Now comes the more interesting part. The ebooks listing page does not contain download links for the books. The only way to fetch the correct download link is to navigate to a book's URL and then look for the download link on that page. This is not very nice because it means we have to repeat this process for every single book.

However, download links can easily be constructed from the URLs of the books. The following code extracts the author, title (and translator(s) if there are any) from a book's URL and constructs its corresponding download URL.

async function scrapeStandardEBooks() {
  // ... Previous code ...

  let books = []

  for (const bookItem of bookItems) {
    // The logic for predicting downloadURL based on the bookUrl
    let downloadUrl = '';

    const regex = /\/ebooks\/([^\/]+)\/([^\/]+)(\/([^\/]+))?$/;
    const match = bookItem.url.match(regex);

    if (match) {
      const [, author, title, translator] = match;
      const downloadPath = translator
        ? // This is needed for books translated by a person different from the author
          `${author}_${title}_${translator}.epub`
        : `${author}_${title}.epub`;
      downloadUrl = `${bookItem.url}/downloads/${downloadPath}`;
    }

    books.push({ ...bookItem, epub: downloadUrl });
  }
}

Step 5: Scrape all the books from multiple pages

We're almost done now. The only remaining part is to scrape all the books, not just the ones from the first page. So, we'll update the code with logic to loop through all the pages to collect the metadata until the end of the last page is reached.

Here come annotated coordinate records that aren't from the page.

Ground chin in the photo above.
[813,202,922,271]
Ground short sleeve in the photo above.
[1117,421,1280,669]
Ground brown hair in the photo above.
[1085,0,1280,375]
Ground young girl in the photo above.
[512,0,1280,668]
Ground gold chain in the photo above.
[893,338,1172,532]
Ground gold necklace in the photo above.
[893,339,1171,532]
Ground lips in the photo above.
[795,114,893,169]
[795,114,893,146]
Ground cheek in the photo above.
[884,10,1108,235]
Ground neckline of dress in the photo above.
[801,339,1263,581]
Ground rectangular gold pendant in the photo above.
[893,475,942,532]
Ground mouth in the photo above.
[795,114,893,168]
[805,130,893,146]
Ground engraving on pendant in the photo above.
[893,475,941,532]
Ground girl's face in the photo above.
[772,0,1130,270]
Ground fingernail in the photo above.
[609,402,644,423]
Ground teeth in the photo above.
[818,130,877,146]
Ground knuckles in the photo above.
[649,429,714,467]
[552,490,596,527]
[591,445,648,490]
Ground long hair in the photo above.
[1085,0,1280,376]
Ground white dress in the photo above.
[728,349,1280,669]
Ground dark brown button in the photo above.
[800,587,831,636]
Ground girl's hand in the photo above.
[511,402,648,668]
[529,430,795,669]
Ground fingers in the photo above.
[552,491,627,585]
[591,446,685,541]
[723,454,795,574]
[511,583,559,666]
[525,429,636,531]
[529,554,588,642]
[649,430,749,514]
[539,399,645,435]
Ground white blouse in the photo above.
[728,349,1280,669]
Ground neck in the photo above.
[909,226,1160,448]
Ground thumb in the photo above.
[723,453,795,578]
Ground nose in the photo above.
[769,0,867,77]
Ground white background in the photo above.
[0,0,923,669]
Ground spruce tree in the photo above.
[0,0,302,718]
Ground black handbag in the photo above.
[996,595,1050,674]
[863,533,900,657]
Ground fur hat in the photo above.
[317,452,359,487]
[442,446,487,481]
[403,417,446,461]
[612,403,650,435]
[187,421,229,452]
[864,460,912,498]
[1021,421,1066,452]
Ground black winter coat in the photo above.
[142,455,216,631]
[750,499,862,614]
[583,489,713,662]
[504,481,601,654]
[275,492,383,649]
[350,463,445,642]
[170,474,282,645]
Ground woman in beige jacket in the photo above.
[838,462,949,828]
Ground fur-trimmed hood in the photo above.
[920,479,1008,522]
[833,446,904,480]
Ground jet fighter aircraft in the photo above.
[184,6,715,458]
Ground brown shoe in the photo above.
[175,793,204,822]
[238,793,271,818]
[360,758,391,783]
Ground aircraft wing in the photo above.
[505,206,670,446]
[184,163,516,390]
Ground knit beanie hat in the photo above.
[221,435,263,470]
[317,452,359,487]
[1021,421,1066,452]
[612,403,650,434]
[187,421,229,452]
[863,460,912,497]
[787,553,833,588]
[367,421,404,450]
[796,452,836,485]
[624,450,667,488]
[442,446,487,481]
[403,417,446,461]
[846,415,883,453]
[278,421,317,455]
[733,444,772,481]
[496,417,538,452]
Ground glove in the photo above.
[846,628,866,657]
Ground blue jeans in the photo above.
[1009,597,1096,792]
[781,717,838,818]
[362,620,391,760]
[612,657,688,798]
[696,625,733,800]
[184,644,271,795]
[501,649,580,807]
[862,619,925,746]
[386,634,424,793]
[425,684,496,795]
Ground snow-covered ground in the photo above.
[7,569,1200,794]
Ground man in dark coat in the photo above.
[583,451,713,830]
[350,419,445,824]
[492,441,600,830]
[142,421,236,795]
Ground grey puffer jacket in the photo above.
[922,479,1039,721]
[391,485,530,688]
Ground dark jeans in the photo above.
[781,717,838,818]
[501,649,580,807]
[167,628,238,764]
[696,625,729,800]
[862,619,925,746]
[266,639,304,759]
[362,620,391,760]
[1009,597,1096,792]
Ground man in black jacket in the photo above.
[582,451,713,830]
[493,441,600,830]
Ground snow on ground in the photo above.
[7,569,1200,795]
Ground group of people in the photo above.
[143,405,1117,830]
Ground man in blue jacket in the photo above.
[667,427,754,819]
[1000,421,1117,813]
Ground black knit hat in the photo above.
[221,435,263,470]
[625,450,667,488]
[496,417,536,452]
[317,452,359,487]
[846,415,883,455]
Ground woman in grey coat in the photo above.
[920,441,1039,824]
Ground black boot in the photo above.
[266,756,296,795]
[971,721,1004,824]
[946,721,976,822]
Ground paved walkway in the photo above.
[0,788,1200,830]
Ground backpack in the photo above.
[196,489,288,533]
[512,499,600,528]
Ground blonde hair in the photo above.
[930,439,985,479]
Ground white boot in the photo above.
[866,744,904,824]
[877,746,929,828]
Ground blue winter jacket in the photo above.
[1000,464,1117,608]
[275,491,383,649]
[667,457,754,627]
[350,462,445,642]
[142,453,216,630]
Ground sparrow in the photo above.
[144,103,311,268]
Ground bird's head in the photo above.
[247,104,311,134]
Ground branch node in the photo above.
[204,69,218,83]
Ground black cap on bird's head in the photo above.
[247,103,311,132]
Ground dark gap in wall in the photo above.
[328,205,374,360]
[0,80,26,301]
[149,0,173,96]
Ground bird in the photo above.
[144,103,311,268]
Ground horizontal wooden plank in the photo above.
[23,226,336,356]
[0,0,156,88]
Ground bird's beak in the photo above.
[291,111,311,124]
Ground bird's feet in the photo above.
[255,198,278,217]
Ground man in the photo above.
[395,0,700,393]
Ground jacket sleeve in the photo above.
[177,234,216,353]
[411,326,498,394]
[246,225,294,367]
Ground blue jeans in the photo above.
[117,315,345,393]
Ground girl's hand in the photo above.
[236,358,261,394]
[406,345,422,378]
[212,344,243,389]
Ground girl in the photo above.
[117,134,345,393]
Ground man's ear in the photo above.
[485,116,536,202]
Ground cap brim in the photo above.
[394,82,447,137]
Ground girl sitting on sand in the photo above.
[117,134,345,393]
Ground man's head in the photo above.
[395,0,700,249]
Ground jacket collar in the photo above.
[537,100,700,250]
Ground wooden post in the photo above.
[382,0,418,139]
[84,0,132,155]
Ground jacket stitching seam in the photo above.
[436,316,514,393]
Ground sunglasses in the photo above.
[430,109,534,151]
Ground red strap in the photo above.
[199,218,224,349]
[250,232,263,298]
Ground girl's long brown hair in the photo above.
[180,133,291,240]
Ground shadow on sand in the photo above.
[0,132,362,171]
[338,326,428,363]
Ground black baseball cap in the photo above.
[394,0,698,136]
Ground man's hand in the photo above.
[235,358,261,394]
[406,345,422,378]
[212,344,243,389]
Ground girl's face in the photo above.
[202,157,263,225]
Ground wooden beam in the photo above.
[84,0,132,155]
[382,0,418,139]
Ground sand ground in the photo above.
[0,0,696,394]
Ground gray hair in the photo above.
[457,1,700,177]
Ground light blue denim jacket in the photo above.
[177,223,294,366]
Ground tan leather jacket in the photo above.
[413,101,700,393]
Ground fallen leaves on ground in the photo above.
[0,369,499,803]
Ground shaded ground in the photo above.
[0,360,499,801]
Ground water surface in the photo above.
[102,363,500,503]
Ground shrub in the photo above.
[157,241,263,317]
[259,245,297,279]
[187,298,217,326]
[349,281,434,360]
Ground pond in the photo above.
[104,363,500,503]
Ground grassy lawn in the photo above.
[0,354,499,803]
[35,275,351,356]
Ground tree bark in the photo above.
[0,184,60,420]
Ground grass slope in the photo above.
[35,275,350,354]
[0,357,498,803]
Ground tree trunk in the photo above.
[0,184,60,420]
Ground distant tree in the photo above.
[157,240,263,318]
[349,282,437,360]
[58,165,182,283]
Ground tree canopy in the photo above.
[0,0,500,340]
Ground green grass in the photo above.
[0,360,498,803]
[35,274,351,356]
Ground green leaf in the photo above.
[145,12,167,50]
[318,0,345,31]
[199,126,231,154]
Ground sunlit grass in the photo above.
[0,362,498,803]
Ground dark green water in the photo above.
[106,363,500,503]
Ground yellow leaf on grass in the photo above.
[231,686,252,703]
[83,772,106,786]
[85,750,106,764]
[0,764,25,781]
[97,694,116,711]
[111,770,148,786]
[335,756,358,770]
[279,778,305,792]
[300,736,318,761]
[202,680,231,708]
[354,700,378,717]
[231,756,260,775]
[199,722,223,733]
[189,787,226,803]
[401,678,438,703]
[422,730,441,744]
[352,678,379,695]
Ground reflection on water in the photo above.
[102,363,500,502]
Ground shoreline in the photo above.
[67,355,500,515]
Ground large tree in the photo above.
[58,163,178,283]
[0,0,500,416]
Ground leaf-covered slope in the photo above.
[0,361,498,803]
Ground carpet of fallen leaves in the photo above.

import puppeteer from "puppeteer";

async function scrapeStandardEBooks() {
  const browser = await puppeteer.launch({
    headless: "new",
    waitForInitialPage: true,
  });

  const targetURL = 'https://standardebooks.org/ebooks';
  const page = await browser.newPage();
  await page.goto(targetURL);

  let nextPageExists = true; // Variable to track if next page exists

  const books = [];

  while (nextPageExists) {
    const bookItems = await page.$$eval(
      "ol.ebooks-list.grid li",
      (elements) =>
        elements.map((element) => ({
          title: element.querySelector('[property="schema:name"]').textContent,
          author: element.querySelector('[property="schema:author"]')
            .textContent,
          cover: (
            element.querySelector(
              '[property="schema:image"]'
            ) as HTMLImageElement
          ).src,
          url: (
            element.querySelector(
              '[property="schema:url"]'
            ) as HTMLAnchorElement
          ).href,
        }))
    );

    for (const bookItem of bookItems) {
      // The logic for predicting downloadURL based on the bookUrl
      let downloadUrl = "";

      const regex = /\/ebooks\/([^\/]+)\/([^\/]+)(\/([^\/]+))?$/;
      const match = bookItem.url.match(regex);

      if (match) {
        const [, author, title, translator] = match;
        const downloadPath = translator
          ? // This is needed for books translated by a person different from the author
            `${author}_${title}_${translator}.epub`
          : `${author}_${title}.epub`;
        downloadUrl = `${bookItem.url}/downloads/${downloadPath}`;
      }

      books.push({ ...bookItem, epub: downloadUrl });
    }

    const nextPageButton = await page.$('a[rel="next"]');
    nextPageExists = !!nextPageButton;

    if (nextPageExists) {
      await Promise.all([
        nextPageButton.click(),
        page.waitForNavigation({ waitUntil: "networkidle0" }),
      ]);
    }
  }

  await browser.close();

  return books;
}

scrapeStandardEBooks();

That's it! This scraper fetches all the books from Standard Ebooks and stores their metadata in nicely formatted objects.

You could save this list in a database and write one more script to send automated emails to your Kindle with the books as attachments. Happy reading!